You could cut large holes in the luan to lighten it further. This would lighten it further with no loss of strength.


----------



## Fire21

One inch foam is pretty flexible. Moving it after the layout is built would be a challenge, I'd think. Two inch is much more rigid. With one inch I believe you would need the plywood backing to maintain board stability when moving. Cutting out pieces like Nikola suggests is a good idea.


----------



## sid

could you not put in a couple 1 x 2's like an X patern to support the whole shabang X's are pretty stout. very light easy to grab hold of to flip or pick up an move . oh and you could put a very thin ply base on top of that for even more support and still be very light. just glue all the wood so it dont shift around.


----------



## Bwells

How about using a hollow core door? Plenty sturdy and if you can find one with mahogany/luan skins it will be lighter than that with Masonite.


----------



## Marninw

A 1X2 frame around the outside would stiffen it up without adding much weight.


----------



## Lee Willis

Bwells said:


> How about using a hollow core door? Plenty sturdy and if you can find one with mahogany/luan skins it will be lighter than that with Masonite.
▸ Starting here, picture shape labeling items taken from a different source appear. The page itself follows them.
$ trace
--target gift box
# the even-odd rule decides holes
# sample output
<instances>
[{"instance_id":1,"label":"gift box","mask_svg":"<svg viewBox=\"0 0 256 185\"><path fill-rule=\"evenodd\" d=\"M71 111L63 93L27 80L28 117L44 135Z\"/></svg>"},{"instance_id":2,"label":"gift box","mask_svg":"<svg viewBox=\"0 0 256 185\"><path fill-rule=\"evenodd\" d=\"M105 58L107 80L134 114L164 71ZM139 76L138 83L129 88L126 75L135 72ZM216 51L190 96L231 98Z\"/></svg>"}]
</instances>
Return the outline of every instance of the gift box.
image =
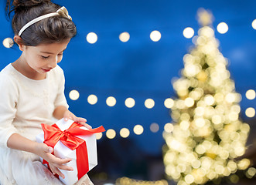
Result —
<instances>
[{"instance_id":1,"label":"gift box","mask_svg":"<svg viewBox=\"0 0 256 185\"><path fill-rule=\"evenodd\" d=\"M65 165L73 167L73 171L60 169L65 178L59 178L64 184L74 184L97 164L95 133L104 131L102 126L88 130L73 120L63 119L52 126L41 125L43 132L36 136L36 141L53 147L56 156L72 159ZM41 160L48 166L46 161Z\"/></svg>"}]
</instances>

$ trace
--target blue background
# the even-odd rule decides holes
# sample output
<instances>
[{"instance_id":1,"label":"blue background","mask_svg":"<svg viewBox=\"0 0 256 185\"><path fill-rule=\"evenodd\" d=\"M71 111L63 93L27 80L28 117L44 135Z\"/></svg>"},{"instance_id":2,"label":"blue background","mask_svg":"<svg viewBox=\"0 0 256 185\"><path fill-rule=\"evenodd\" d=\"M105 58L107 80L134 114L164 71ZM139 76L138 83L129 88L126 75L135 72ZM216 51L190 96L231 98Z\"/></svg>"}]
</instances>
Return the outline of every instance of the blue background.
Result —
<instances>
[{"instance_id":1,"label":"blue background","mask_svg":"<svg viewBox=\"0 0 256 185\"><path fill-rule=\"evenodd\" d=\"M256 1L53 2L67 7L78 30L60 63L66 76L67 99L70 110L85 117L94 127L103 125L106 130L114 129L118 136L121 128L128 128L131 134L127 140L133 140L145 153L162 155L163 126L171 122L169 110L163 103L166 99L174 97L171 80L180 76L183 57L194 45L192 39L183 35L183 31L192 27L197 35L200 26L196 12L201 7L213 14L215 31L221 22L229 26L227 33L216 31L215 35L220 42L219 49L228 59L227 68L235 82L236 91L242 95L241 116L244 121L250 121L244 111L249 106L255 107L255 100L248 100L244 95L247 90L256 87L256 30L251 27L256 18ZM12 38L13 33L11 23L5 16L4 3L1 3L0 41L2 41L7 37ZM149 38L153 30L162 34L157 42ZM86 41L90 32L98 36L95 44ZM127 42L118 39L123 32L130 34ZM18 47L7 49L1 44L0 69L17 59L20 54ZM80 92L76 101L68 96L73 89ZM87 103L90 94L98 98L95 105ZM117 99L114 106L106 105L108 96ZM135 100L131 109L125 106L128 97ZM144 106L148 98L155 103L151 109ZM155 133L149 130L152 123L159 125ZM139 136L132 131L137 124L144 127L144 133ZM111 140L112 143L115 139Z\"/></svg>"}]
</instances>

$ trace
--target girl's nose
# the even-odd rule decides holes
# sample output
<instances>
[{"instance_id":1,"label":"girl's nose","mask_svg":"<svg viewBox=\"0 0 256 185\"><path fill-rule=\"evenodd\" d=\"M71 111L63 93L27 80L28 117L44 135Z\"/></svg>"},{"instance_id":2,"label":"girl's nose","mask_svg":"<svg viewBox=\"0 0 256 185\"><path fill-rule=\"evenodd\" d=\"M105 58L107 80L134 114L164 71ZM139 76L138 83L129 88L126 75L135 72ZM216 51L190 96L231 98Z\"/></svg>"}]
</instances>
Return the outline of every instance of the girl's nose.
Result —
<instances>
[{"instance_id":1,"label":"girl's nose","mask_svg":"<svg viewBox=\"0 0 256 185\"><path fill-rule=\"evenodd\" d=\"M50 67L55 68L57 66L58 63L58 56L56 56L55 59L53 59L53 60L50 62Z\"/></svg>"}]
</instances>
I used this approach when I had a similar layout. It worked great for fifteen years. didn't even need thick foam atop it. Used some very thin stuff.


----------



## Guest

My O gauge layout is 1" foam, no plywood and no problems. It's built in sections and has survived 2 moves with no damage. The foam is amazingly strong.


----------



## Nikola

I second the hollow core door. They are light, inexpensive and take track nails very well.

But OP already has the foam panel, so might not need the extra expense compared to a sheet of luan.

One disadvantage of hollow core doors is running the wiring. They are not truly hollow; there is a honeycomb cardboard structure inside that gives rigidity, so you cannot directly snake wires in between.


----------



## CTValleyRR

I am a huge advocate of not using a plywood bade, just L girders on 16" to 18" centers in a wooden frame. That form of construction is excepetionally solid and will support my weight.

As long as your frame is sturdy (and L girders are a great option for that, too) it will work.


----------



## sid

any pics of these ? hummmmm ( quote )
My O gauge layout is 1" foam, no plywood and no problems. It's built in sections and has survived 2 moves with no damage. The foam is amazingly strong.

I would like to see this as im interested now. all are great ideas .


----------



## Guest

sid said:


> any pics of these ? hummmmm ( quote )
> My O gauge layout is 1" foam, no plywood and no problems. It's built in sections and has survived 2 moves with no damage. The foam is amazingly strong.
> 
> I would like to see this as im interested now. all are great ideas .


This photo shows the wood benchwork, 1" extruded styrofoam, half inch carpet padding for noise reduction and the top layer.









This shows the upper level made totally from foam, no wood at all. Plenty strong enough for O gauge.









This photo shows the benchwork, foam and carpet padding a little better.









This shows my N scale layout that I had from 2005 to 2014. N didn't need the carpet padding for noise reduction. It was just the benchwork and 1" extruded styrofoam.









I hope these pictures are helpful.


----------



## Dudlee99

Thanks for all the suggestions. I got busy today and went with the 1x2 X and an outside frame also. The completed frame weighed 6.0 lbs..


----------



## Nikola

That looks nice.
.


----------



## cole226

i'm a little late but, you could have ripped some strips of 1" foam and glued on for your frame and X and had the rest of the sheet for landscaping.


----------



## sid

Dudlee that looks real nice . now i wanna build one like that too... 6 lbs WOW thats a good wieght. please keep us updated with the photos and progress. i really like that table. nice job


----------



## sid

Country Joe i really like that loco in pic three . thats a nice unit. Thank you for the pics. now i have a better idea of how its put together. love that loco.


----------



## Guest

Thanks Sid. That's a Railking Dreyfus Hudson, maybe my all time favorite locomotive.


----------



## sid

cole226 said:


> i'm a little late but, you could have ripped some strips of 1" foam and glued on for your frame and X and had the rest of the sheet for landscaping.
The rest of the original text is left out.